# Anyone having treatment at Spire - Edinburgh



## JoNapier (Sep 26, 2011)

Hi,

I have just started treatment with Spire in Edinburgh and wondered if there were any other ladies on here going there.

I'm 39 (DH 41) and we have been TTC for 3 years, finally made the leap and got on the IVF bandwagon at the end of last year. No apparent reason for our failure to conceive, tubes and everything fine with me and sperm test and looking OK for him. Started buserelin injections last week and have a scan on the 19th to check progress. Relieved to finally be doing something about it.

I'm on day 7 of the injections and no ill effects so feeling quite positive at the moment, especially as i didn't find the injecting as traumatic as i expected it to be.
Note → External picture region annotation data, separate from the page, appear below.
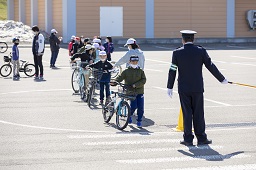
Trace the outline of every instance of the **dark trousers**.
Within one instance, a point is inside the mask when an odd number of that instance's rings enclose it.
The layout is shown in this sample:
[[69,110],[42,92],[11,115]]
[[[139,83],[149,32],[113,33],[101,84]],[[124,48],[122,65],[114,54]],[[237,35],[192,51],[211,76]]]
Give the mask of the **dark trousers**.
[[131,115],[133,115],[136,109],[138,115],[137,121],[141,122],[144,114],[144,94],[138,94],[136,99],[131,101]]
[[186,142],[192,142],[192,122],[194,132],[199,142],[205,141],[204,95],[203,93],[179,93],[183,112],[184,134]]
[[[38,56],[34,54],[34,63],[35,63],[35,69],[36,69],[36,76],[39,75],[39,68],[40,68],[40,75],[44,75],[44,67],[42,63],[42,55]],[[39,68],[38,68],[39,67]]]
[[55,66],[55,62],[57,60],[58,54],[59,54],[59,50],[52,51],[52,56],[51,56],[51,61],[50,61],[51,66]]
[[107,53],[107,60],[111,61],[111,54],[110,53]]
[[109,82],[100,82],[100,100],[104,99],[104,87],[106,90],[106,98],[110,96]]

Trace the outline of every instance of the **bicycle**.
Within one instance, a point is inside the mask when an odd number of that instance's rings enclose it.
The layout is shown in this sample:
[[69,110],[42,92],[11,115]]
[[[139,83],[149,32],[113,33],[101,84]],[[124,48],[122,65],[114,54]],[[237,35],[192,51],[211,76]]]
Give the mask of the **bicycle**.
[[[7,77],[12,72],[12,53],[10,53],[9,56],[4,56],[3,59],[4,62],[6,62],[7,64],[2,65],[2,67],[0,68],[0,74],[3,77]],[[24,72],[28,77],[32,77],[35,75],[36,69],[34,64],[29,64],[29,62],[25,60],[20,60],[20,62],[21,65],[19,72]]]
[[79,93],[81,99],[85,102],[88,99],[88,88],[84,75],[89,74],[89,71],[84,66],[87,64],[87,62],[76,61],[76,66],[71,77],[71,84],[75,94]]
[[[115,61],[110,62],[112,65],[115,65]],[[115,79],[118,75],[122,73],[122,67],[121,66],[115,66],[115,70],[111,72],[111,79]]]
[[8,50],[8,45],[6,42],[0,42],[0,53],[5,53]]
[[87,104],[88,104],[88,107],[91,107],[91,104],[92,104],[91,100],[92,100],[92,96],[95,92],[96,84],[101,79],[101,76],[104,73],[103,73],[103,71],[101,71],[99,69],[95,69],[95,68],[88,68],[88,69],[91,70],[91,76],[89,77],[89,83],[88,83]]
[[[115,86],[112,83],[111,86]],[[131,107],[128,100],[135,100],[135,90],[122,83],[117,83],[118,91],[111,91],[111,101],[102,107],[102,114],[104,122],[108,123],[114,113],[116,113],[116,125],[119,130],[127,127],[129,118],[131,116]],[[132,90],[130,90],[132,89]]]

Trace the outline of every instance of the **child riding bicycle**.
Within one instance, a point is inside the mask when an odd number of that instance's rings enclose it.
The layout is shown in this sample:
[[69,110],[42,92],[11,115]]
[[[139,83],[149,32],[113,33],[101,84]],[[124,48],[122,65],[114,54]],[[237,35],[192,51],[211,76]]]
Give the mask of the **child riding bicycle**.
[[117,82],[125,81],[126,85],[134,88],[136,99],[131,101],[131,117],[129,123],[132,123],[132,115],[137,109],[137,127],[142,127],[141,121],[144,114],[144,85],[146,83],[146,76],[144,71],[138,66],[139,57],[132,55],[130,57],[129,67],[116,78]]

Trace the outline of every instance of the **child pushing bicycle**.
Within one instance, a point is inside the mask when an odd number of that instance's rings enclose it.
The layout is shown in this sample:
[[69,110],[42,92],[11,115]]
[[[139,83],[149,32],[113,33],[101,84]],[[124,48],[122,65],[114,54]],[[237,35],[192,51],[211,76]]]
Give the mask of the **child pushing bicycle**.
[[138,66],[139,57],[132,55],[130,57],[129,67],[116,78],[117,82],[125,81],[125,85],[131,86],[136,93],[136,99],[131,101],[131,117],[129,123],[132,123],[132,115],[137,109],[137,127],[142,127],[141,121],[144,114],[144,85],[146,76],[144,71]]
[[13,79],[20,78],[19,70],[20,70],[20,63],[19,63],[19,42],[18,38],[12,39],[13,46],[12,46],[12,63],[13,63]]
[[109,70],[111,70],[113,66],[109,61],[107,61],[107,54],[105,51],[100,51],[99,57],[100,57],[100,60],[98,62],[90,64],[88,67],[96,68],[102,72],[102,76],[99,81],[100,81],[100,104],[103,104],[104,87],[106,90],[106,103],[109,102],[109,97],[110,97],[109,82],[111,78],[111,74]]

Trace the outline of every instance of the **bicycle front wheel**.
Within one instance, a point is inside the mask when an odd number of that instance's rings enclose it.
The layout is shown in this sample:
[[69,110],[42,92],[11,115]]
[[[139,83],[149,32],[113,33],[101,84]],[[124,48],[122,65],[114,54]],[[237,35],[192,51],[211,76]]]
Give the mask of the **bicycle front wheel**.
[[83,74],[81,75],[81,79],[80,79],[79,93],[80,93],[81,99],[86,102],[88,93],[87,93],[87,88],[85,87],[85,78]]
[[[126,101],[121,101],[122,103],[117,108],[116,113],[116,125],[119,130],[126,128],[131,116],[130,105]],[[120,108],[121,107],[121,108]]]
[[0,74],[3,77],[7,77],[12,73],[12,67],[10,64],[4,64],[1,68],[0,68]]
[[35,75],[36,73],[36,68],[34,64],[27,64],[24,67],[24,73],[28,76],[28,77],[32,77],[33,75]]
[[108,123],[110,121],[110,119],[113,116],[113,112],[114,112],[114,103],[111,103],[108,106],[102,107],[102,115],[103,115],[104,122]]
[[94,84],[91,84],[90,90],[89,90],[89,94],[88,94],[88,106],[91,107],[92,104],[92,96],[93,96],[93,92],[94,92]]
[[6,42],[0,42],[0,53],[5,53],[8,49],[8,45]]
[[[115,65],[116,62],[111,61],[111,64]],[[115,79],[117,76],[119,76],[122,73],[122,67],[121,66],[116,66],[115,69],[116,69],[116,71],[111,72],[111,79]]]
[[72,89],[75,93],[79,92],[79,70],[74,69],[71,77]]

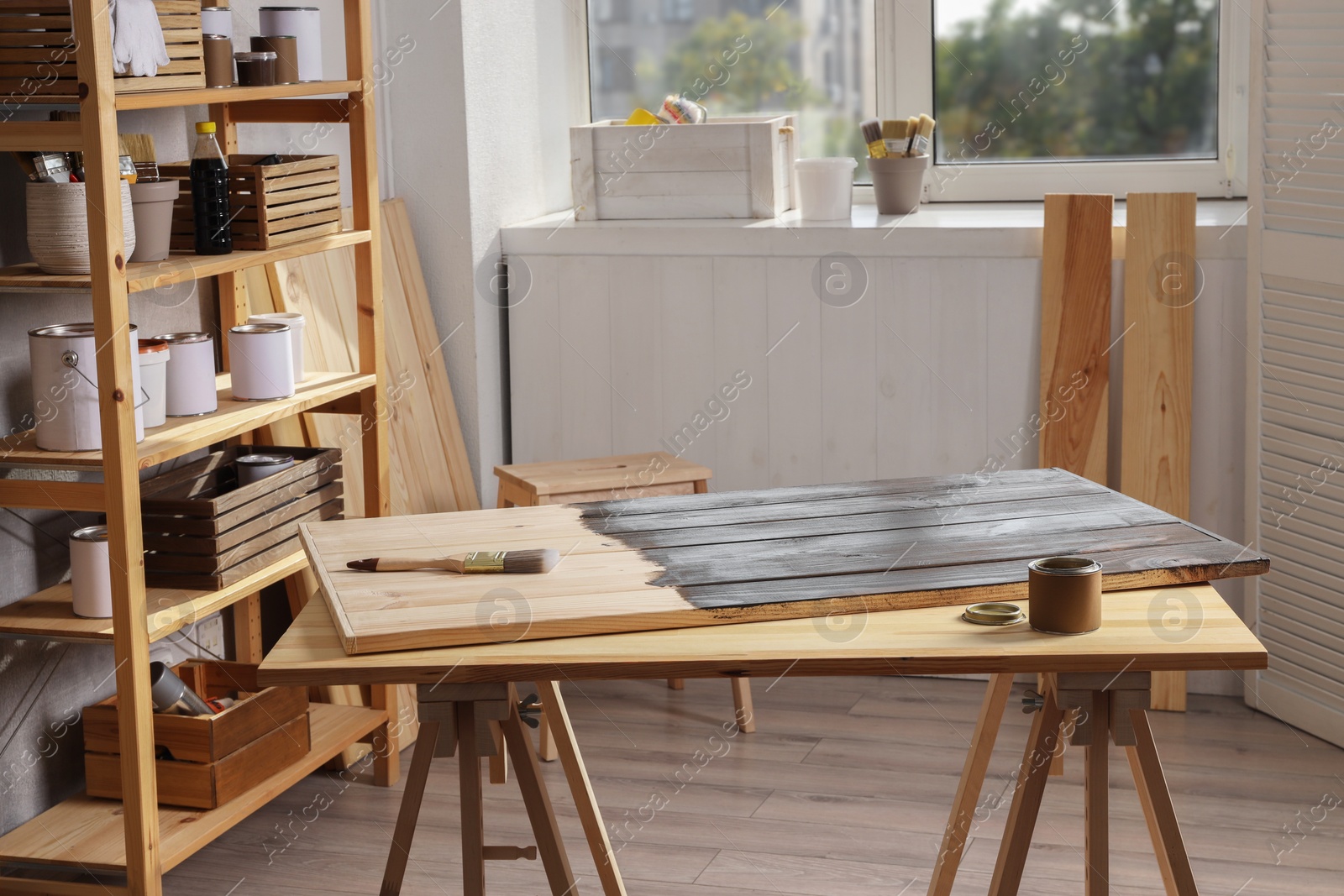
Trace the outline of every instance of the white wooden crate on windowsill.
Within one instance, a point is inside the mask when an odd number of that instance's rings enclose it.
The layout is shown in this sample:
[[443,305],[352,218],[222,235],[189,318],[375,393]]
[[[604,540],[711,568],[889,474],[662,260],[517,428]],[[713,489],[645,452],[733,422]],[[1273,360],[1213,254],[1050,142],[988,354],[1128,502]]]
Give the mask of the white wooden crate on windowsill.
[[570,129],[574,218],[774,218],[794,206],[794,116]]

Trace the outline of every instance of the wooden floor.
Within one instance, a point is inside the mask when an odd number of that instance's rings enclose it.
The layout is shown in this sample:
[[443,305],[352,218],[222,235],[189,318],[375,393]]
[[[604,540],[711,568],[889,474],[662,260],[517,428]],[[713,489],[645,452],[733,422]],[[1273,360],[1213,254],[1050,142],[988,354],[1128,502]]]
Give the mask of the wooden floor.
[[[606,821],[622,832],[613,840],[630,895],[923,893],[984,685],[754,684],[759,731],[731,739],[715,736],[732,712],[722,681],[687,681],[681,692],[661,681],[564,686]],[[1016,708],[1023,689],[1009,704],[956,893],[989,884],[1030,721]],[[1344,892],[1344,806],[1328,809],[1344,797],[1344,751],[1230,697],[1192,697],[1187,715],[1153,716],[1204,896]],[[1111,893],[1161,896],[1120,751],[1111,768]],[[1066,771],[1047,787],[1023,893],[1082,892],[1081,754]],[[578,892],[599,893],[560,768],[550,764],[546,775],[578,857]],[[461,892],[456,789],[456,760],[435,760],[407,896]],[[367,775],[309,776],[168,875],[164,889],[376,893],[399,797],[401,787],[374,787]],[[512,782],[487,786],[485,813],[488,844],[532,842]],[[488,862],[487,884],[492,893],[547,892],[540,862]]]

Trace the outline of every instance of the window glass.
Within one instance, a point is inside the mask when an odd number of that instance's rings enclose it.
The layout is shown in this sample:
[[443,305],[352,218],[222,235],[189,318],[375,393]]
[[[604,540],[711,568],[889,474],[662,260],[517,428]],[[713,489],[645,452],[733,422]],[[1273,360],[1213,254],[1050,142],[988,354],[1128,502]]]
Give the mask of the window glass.
[[[723,116],[794,111],[802,156],[867,154],[874,0],[590,0],[593,118],[685,94]],[[867,177],[860,165],[859,173]]]
[[1218,0],[934,0],[939,163],[1218,157]]

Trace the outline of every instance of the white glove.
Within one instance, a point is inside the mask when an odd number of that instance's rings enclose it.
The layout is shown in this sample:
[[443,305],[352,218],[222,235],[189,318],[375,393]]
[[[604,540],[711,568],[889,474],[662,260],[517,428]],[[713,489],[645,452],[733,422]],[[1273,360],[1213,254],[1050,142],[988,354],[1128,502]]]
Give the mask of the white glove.
[[168,64],[168,47],[153,1],[117,0],[113,19],[113,69],[145,78],[157,75],[159,66]]

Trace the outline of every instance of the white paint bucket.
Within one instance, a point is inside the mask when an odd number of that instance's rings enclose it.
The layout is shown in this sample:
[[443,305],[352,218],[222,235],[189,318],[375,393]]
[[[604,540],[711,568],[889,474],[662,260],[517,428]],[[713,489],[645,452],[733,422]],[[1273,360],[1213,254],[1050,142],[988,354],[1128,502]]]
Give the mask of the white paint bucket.
[[798,184],[798,216],[802,220],[849,220],[853,207],[853,169],[849,156],[798,159],[793,163]]
[[253,482],[265,480],[267,476],[276,476],[294,466],[294,455],[243,454],[234,461],[234,466],[238,467],[238,485],[251,485]]
[[242,324],[228,330],[234,400],[271,402],[294,394],[294,343],[288,324]]
[[259,35],[293,36],[298,46],[298,79],[323,79],[323,13],[317,7],[262,7]]
[[140,340],[140,382],[145,388],[145,429],[167,423],[168,343],[161,339]]
[[290,345],[294,352],[294,384],[304,382],[304,329],[308,320],[298,312],[274,312],[271,314],[253,314],[249,324],[288,324]]
[[215,391],[215,339],[210,333],[164,333],[168,343],[168,416],[202,416],[219,410]]
[[[140,353],[136,326],[126,329],[130,343],[132,394],[136,403],[136,441],[145,438],[144,392],[140,388]],[[38,447],[44,451],[99,451],[97,339],[93,324],[56,324],[28,330],[32,365],[32,415]]]
[[70,596],[77,617],[112,618],[108,527],[90,525],[70,533]]

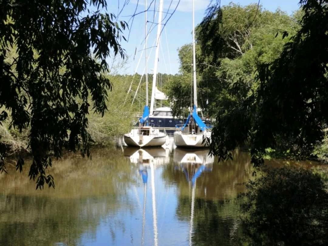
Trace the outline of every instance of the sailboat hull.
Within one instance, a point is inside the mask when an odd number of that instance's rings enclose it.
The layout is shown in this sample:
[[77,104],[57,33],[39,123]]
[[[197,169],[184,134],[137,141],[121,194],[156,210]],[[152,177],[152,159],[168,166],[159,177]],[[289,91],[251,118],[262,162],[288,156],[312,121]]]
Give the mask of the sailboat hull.
[[124,134],[124,140],[128,146],[135,147],[154,147],[162,146],[165,143],[165,135],[152,137],[149,136],[143,136],[142,143],[139,141],[138,136],[133,137],[128,134]]
[[177,131],[174,134],[174,143],[178,147],[185,148],[208,148],[205,142],[203,143],[203,137],[209,138],[211,142],[211,132],[206,132],[204,134],[186,134]]
[[124,140],[128,146],[135,147],[155,147],[165,143],[166,134],[150,127],[133,129],[124,134]]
Hope everyone is well and fingers crossed this is our year.

Jo, xx


----------



## Hope2468 (Nov 24, 2011)

Hi jo, wishing u all the luck in treatment! 


I'll be interested to see how many people respond to you. I am also interested in going to spire, but found them to be more expensive than other clinics. And are they busy? Friendly?

I am currently on the waiting list at eri, but will probably be going to gcrm.


----------



## Bethliz (Mar 20, 2010)

Hi Jo,

I will also be taking an interest in how you get on at the spire. Although it is unlkely I will have any more chlldren as I have two beautiful baby twin girls (3rd ivf cycle was successful in aberdeen) , if i ever did conviince dh to have just one more (highly unlkely) | think the spire would be my 1st choice of clinic.  Don't get me wrong, all the staff at Aberdeen were fabulous and I am so grateful to them all, unfortunatly Aberdeen is so far away and difficult to get to from home.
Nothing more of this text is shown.